Palumberi, kierownik misji Ax-4 z ramienia ESA, odpowiada za koordynację wszystkich działań związanych z udziałem Sławosza Uznańskiego-Wiśniewskiego, a także za tę część europejskich eksperymentów, w których uczestniczą inni astronauci z załogi: Tibor Kapu z Wegier, Shubhanshu Shukla z Indii i Peggy Whitson (USA).
Pytany, czy w misji wystąpiły jakieś problemy, Palumberi powiedział, że owszem, ale to normalne. „Spodziewamy się tego. Drobne zakłócenia zdarzają się cały czas. Wiemy, że to część naszej pracy” – zapewnił.
„W ciągu około pięciu dni misji odnotowaliśmy 10 raportów o anomaliach, czyli średnio dwie dziennie – to dobry wynik, normalna liczba. Dobrą wiadomością jest to, że żadna z nich nie miała poważnego wpływu na realizację celów misji. Udało się przeanalizować każdą anomalię, ocenić jej wpływ na misję i rozwiązać” – podsumował.

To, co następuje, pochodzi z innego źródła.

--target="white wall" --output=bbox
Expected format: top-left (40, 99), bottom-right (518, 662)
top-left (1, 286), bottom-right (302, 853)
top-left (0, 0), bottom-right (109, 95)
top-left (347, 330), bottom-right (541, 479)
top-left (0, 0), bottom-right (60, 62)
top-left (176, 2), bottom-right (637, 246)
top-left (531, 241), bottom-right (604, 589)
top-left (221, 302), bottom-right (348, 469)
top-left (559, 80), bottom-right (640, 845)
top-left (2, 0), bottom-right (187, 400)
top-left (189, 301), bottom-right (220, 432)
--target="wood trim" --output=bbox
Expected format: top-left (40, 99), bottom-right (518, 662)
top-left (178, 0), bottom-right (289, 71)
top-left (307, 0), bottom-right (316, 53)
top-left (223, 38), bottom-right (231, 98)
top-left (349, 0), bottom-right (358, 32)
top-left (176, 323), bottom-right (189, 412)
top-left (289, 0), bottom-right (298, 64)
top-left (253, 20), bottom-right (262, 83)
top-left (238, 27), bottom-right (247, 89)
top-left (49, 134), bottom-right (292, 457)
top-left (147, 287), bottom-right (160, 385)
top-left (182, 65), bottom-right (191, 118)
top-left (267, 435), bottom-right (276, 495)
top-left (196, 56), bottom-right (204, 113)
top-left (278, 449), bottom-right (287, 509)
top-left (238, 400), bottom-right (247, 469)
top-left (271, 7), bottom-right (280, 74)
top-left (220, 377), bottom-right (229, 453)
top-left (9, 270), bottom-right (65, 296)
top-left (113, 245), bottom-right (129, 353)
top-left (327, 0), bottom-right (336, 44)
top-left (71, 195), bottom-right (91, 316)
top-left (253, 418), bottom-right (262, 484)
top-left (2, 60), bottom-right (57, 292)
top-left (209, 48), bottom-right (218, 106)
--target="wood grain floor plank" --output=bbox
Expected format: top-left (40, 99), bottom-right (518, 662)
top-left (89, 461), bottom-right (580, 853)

Palumberi wyjaśnił, że anomalie mogą mieć różny charakter. Te najbardziej poważne dotyczą sprzętu. „Na szczęście dotąd w misji IGNIS to się nie zdarzyło. I to dobra wiadomość” – podkreślił. Zwrócił uwagę, że cały sprzęt przed startem jest gruntownie testowany, następnie pakowany, wysyłany do USA, a potem – startuje w kosmos. W czasie podróży m.in. występują ogromne wibracje i nigdy nie ma stuprocentowej pewności, że sprzęt nie dozna uszkodzeń. „Wszystko jest zaprojektowane tak, by się nie zepsuło, ale czasem tak się po prostu dzieje” – przyznał ekspert.
Dodał, że występować mogą też drobne problemy z konfiguracją oprogramowania na pokładzie, albo z konfiguracją serwerów naziemnych, przez co dane nie są przesyłane poprawnie – wtedy trzeba to przeanalizować i poprawiać ich działanie.
Anomalie mogą również dotyczyć np. jakości danych naukowych uzyskanych w eksperymentach. Czasem mogą się także zdarzyć błędy astronautów – na przykład, kiedy zapomną podać godzinę, o której wykonali jakieś zadanie. „To też traktujemy jako anomalię, ale łatwo to naprawić – dzwonimy i prosimy: >>Hej, zapomniałeś podać godzinę. Możesz nam ją podać?<< I sprawa załatwiona” – opisał Palumberi.